Monday, June 5, 2006

Can Tigers handle lead role?

After two disappointing postseason exits by the Detroit Red Wings and Detroit Pistons, respectively, the stage is set for the Detroit Tigers to captivate our summer with a feeling Detroit sports fans have long forgotten: a Pennant chase. I, for one, can’t tell you what meaningful late summer baseball means.

Check that.

I can’t tell you what meaningful summer baseball means, period.

The last time the Tigers played a postseason playoff game, I was still a week away from making my debut on this Earth. And this whole winning thing isn’t only a new thing to us. Only two of these Tigers (Magglio Ordonez, Pudge Rodriguez) have experienced playoff baseball. Justin Verlander, arguably the Tigers best pitcher to date, and Joel Zumaya, are rookies. This is Curtis Granderson’s first big league season. We still don’t know how Chris Shelton will hold up in his first season as a full time starter.

Judging by the first half of their highly publicized test against the New York Yankees and Boston Red Sox, there’s still some work to do.

The Tigers started off 2-5 against New York and Boston, and should have been no worse than 4-3. Stranded opportunities and poor clutch pitching ultimately cost them two wins. Against Yankee pitching on May 30, the Tigers left 7 runners on base in the 1st and 8th innings, both times having the bases loaded with no outs.

There is no excuse for not pushing one run across in the first, as this would have given Roman Colon, in his spot start for the injured Mike Maroth, some breathing room and confidence. In the eighth, when the go ahead run was 90 feet away and the pressure was on, Granderson and Placido Polanco could not deliver. The Yankees took over in the 11th, after a Jason Giambi solo shot off Todd Jones and defensive miscues.

Jones dropped the ball yet again Friday night.

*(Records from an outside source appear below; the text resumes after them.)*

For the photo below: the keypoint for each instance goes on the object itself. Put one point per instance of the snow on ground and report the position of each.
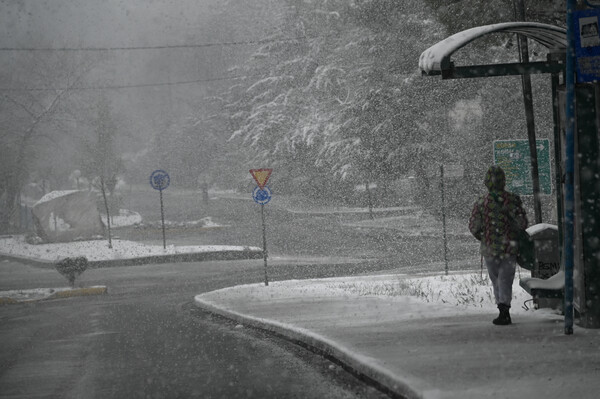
(97, 250)
(124, 218)
(464, 291)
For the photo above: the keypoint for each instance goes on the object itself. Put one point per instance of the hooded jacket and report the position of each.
(497, 217)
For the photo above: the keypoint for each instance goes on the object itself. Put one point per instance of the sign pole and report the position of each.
(262, 212)
(444, 219)
(160, 180)
(262, 195)
(569, 168)
(162, 218)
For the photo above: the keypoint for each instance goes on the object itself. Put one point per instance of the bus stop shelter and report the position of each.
(437, 61)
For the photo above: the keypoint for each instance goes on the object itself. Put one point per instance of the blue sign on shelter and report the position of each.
(587, 45)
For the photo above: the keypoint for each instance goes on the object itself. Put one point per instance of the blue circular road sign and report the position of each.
(159, 180)
(263, 196)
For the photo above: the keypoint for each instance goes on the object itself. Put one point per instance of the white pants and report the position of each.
(502, 274)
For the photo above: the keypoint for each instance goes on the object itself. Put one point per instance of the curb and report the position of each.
(100, 290)
(155, 259)
(380, 378)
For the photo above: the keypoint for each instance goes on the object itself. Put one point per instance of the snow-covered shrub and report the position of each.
(71, 268)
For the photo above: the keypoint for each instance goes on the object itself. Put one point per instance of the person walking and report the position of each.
(495, 221)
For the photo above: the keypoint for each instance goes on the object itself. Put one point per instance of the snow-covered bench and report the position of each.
(552, 287)
(550, 291)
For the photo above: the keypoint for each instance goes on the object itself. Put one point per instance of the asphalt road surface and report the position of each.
(145, 339)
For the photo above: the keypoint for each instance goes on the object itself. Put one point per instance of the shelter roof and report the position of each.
(436, 58)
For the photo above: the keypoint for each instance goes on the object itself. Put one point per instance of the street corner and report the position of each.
(41, 294)
(7, 301)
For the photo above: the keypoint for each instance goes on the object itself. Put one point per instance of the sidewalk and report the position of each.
(416, 349)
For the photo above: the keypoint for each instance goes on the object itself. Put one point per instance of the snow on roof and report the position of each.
(55, 194)
(537, 228)
(437, 57)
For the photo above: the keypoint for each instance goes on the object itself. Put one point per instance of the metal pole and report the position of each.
(162, 218)
(444, 219)
(569, 167)
(262, 212)
(528, 103)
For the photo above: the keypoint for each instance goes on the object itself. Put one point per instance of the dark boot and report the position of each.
(503, 318)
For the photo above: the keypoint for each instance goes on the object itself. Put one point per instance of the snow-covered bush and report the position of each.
(71, 268)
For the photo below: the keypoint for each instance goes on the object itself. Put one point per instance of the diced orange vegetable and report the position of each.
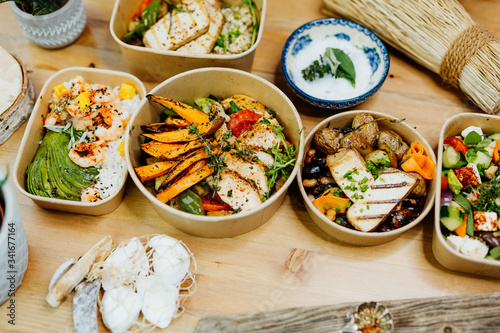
(462, 230)
(330, 205)
(416, 160)
(496, 152)
(61, 90)
(127, 91)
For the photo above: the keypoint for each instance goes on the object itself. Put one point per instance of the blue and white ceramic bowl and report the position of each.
(367, 52)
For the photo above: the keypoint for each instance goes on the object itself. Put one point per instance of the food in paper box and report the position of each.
(220, 158)
(470, 197)
(194, 26)
(81, 156)
(366, 179)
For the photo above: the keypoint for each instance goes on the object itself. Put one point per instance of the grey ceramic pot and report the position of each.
(55, 30)
(13, 244)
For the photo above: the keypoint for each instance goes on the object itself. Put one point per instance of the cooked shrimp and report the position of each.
(115, 121)
(91, 194)
(82, 123)
(87, 154)
(78, 85)
(104, 94)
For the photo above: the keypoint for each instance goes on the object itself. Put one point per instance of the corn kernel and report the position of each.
(127, 91)
(61, 90)
(121, 148)
(83, 100)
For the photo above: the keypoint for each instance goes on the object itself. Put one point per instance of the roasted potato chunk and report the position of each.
(368, 131)
(327, 140)
(392, 141)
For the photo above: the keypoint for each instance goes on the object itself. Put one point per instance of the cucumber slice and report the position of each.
(451, 218)
(452, 158)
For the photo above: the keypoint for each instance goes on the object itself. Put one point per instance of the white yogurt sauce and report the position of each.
(328, 87)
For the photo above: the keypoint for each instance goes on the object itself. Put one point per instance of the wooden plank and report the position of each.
(452, 314)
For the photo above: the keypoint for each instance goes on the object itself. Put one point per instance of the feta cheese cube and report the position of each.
(469, 129)
(485, 221)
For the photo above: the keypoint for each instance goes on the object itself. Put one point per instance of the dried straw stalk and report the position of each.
(438, 34)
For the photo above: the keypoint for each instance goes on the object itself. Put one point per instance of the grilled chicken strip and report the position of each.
(348, 168)
(178, 27)
(254, 172)
(380, 199)
(260, 136)
(205, 43)
(237, 192)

A two run home run off the bat of Kevin Youkilis gave Jones his second blown save and the series was opened on the wrong foot, a game that should have been won. After the previous night’s comeback, with Carlos Guillen’s walk-off single in the 10th, a wave of momentum to begin the Boston series would have been the Tigers ally once again.

This first place team is now the main attraction in town, and will continue to be throughout the fall if they keep playing good baseball. But with the added fame comes added pressure, not only from the fans and media, but from a team that sits 2 ½ games behind them in the A.L. Central standings. A team that has experience, something the Tigers do not have.

The Chicago White Sox host the Tigers in a 3 game series, starting tomorrow. After getting swept the first time these teams met, it’s critical that they get a series victory this time around, or the pressure is amplified once again.

1 comment:

Anonymous said...

i think you are a great writer fenech...for should go into it!